All he needed to say was: "Look, things happen in the heat of government none of us are proud of, but that's all history now, blah blah, let's move on." Instead, he became increasingly cross, ending the interview by muttering something petulant into an open microphone... "waste of time that was", possibly, or something about a stitch up. What did he think Humpo would ask him? "Shadow minister, is there anything you wish to add about Labour's 13 glorious years, and the marvellous state of the nation you bequeathed to Mr Cameron?" How can somebody so clever, you wondered, be so fantastically stupid? And then you remembered his master storming out of conference interviews and giving his thoughts about Mrs Duffy with a live microphone still attached to lapel. The prospect of another four years of that must thrill the Labour electorate to bits.

In the meantime, the Milibandroids squeak on and on about "values" at the incomprehensible number of hustings (who goes to these things? Do people get paid to attend like professional mourners?). They're like a pair of C-3POs diverted from the fight against the Death Star, and re-routed to Earth on a secret mission to bore the annual Fabian Slumberfest to death. David tweets away about yet another "fantastic" meeting in which yet more electrifying new ideas surfaced, though what they might be you'd need a PhD in New Labour Management Speak Gibberish to have the first clue.
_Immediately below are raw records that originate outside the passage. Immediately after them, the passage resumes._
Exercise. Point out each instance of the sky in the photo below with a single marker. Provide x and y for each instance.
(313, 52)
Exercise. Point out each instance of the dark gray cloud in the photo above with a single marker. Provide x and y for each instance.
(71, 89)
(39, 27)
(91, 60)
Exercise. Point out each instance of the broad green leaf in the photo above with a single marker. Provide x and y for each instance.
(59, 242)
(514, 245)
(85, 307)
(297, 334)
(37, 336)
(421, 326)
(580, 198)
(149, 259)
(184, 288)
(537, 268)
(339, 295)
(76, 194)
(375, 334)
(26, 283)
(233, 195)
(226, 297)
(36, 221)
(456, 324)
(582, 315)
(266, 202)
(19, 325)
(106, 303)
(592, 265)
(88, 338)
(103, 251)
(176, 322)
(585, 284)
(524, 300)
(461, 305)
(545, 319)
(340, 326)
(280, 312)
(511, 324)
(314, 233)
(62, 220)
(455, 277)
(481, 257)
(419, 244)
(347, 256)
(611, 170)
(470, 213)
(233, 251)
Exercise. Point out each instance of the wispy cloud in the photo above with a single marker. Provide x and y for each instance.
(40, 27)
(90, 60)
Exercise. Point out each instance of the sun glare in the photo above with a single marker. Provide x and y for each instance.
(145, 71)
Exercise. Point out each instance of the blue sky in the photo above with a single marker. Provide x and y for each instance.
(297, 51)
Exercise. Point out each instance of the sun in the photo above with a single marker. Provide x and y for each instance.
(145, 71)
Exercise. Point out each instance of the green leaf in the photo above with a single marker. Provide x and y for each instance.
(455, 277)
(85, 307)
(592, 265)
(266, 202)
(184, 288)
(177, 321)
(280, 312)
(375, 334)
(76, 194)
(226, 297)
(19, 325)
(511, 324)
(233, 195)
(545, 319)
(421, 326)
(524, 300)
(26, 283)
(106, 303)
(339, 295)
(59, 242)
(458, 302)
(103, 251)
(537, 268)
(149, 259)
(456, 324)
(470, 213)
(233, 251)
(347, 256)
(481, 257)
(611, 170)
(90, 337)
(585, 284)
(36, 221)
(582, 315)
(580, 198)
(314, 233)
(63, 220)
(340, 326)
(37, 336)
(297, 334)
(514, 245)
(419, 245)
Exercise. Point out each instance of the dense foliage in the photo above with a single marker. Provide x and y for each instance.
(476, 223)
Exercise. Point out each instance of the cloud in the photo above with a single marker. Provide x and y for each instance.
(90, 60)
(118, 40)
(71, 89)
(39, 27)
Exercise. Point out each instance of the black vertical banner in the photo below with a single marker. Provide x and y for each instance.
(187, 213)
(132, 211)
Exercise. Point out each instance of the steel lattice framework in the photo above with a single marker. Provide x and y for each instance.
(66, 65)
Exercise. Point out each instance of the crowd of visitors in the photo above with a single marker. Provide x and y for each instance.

Meanwhile, playing little Niles Crane to his elder brother's more sonorous, self-important Frasier, Ed keeps referring in interviews to their mother, as though his claim to the leadership is predicated on mummy loving him the most. Fans of the over-extended and increasingly confused World Cup-Labour leadership analogy may recall how Bobby and Jackie Charlton fell out long ago over their mother Cissie. So encouraging signs for the coming Milifeud there.

And so to the gang's Aunt Sally, Andy Burnham, whose impossibly long lashes and doe-eyed stare (I'm sure he wears mascara) bring to mind Una Stubbs as the love interest of Worzel Gummidge (and frankly Michael Foot made a better leader than any of this lot will). The scouser's platform seems built solely on being born and raised in the North, though he tries to season this thin gruel with some John Lennon-esque faux working-class heroism as well. Imagine if he won. It isn't easy if you try, and you needn't bother because he won't, despite the masterstroke of basing his campaign in Manchester, even if he continues down Professional Northerner Avenue by turning up at the next hustings with a whippet and a pair of racing pigeons, and substitutes another of his heart-rending attempts at hinting at a political philosophy with 11 renditions of "In My Liverpool Home".

Fair's fair, though. You have to praise the lads, at this particular moment in the publishing cycle, for doing what they can to deflect accusations that their party is riven by babyish in-fighting. So cloth caps off to Sally for accusing Blinky's mob of briefing that she was poised to drop out of this "race" through lack of support; a charge the featherweight apparatchik made with all the wounded moral authority of someone whose cabinet career will be remembered only for him spreading false rumours about Shami Chakrabati and David Davis. This is the sort of altered decibel level I was on about. It drives you crazy, reacquainting you with that hideous background whine just as you'd finally stopped noticing it.

I was going to dredge up the cliché of four bald men fighting over a comb, but that doesn't begin to do this indescribably dull election justice. What we are trying our best to ignore is the spectre of four eunuchs fighting over a condom – and one that is already visibly split.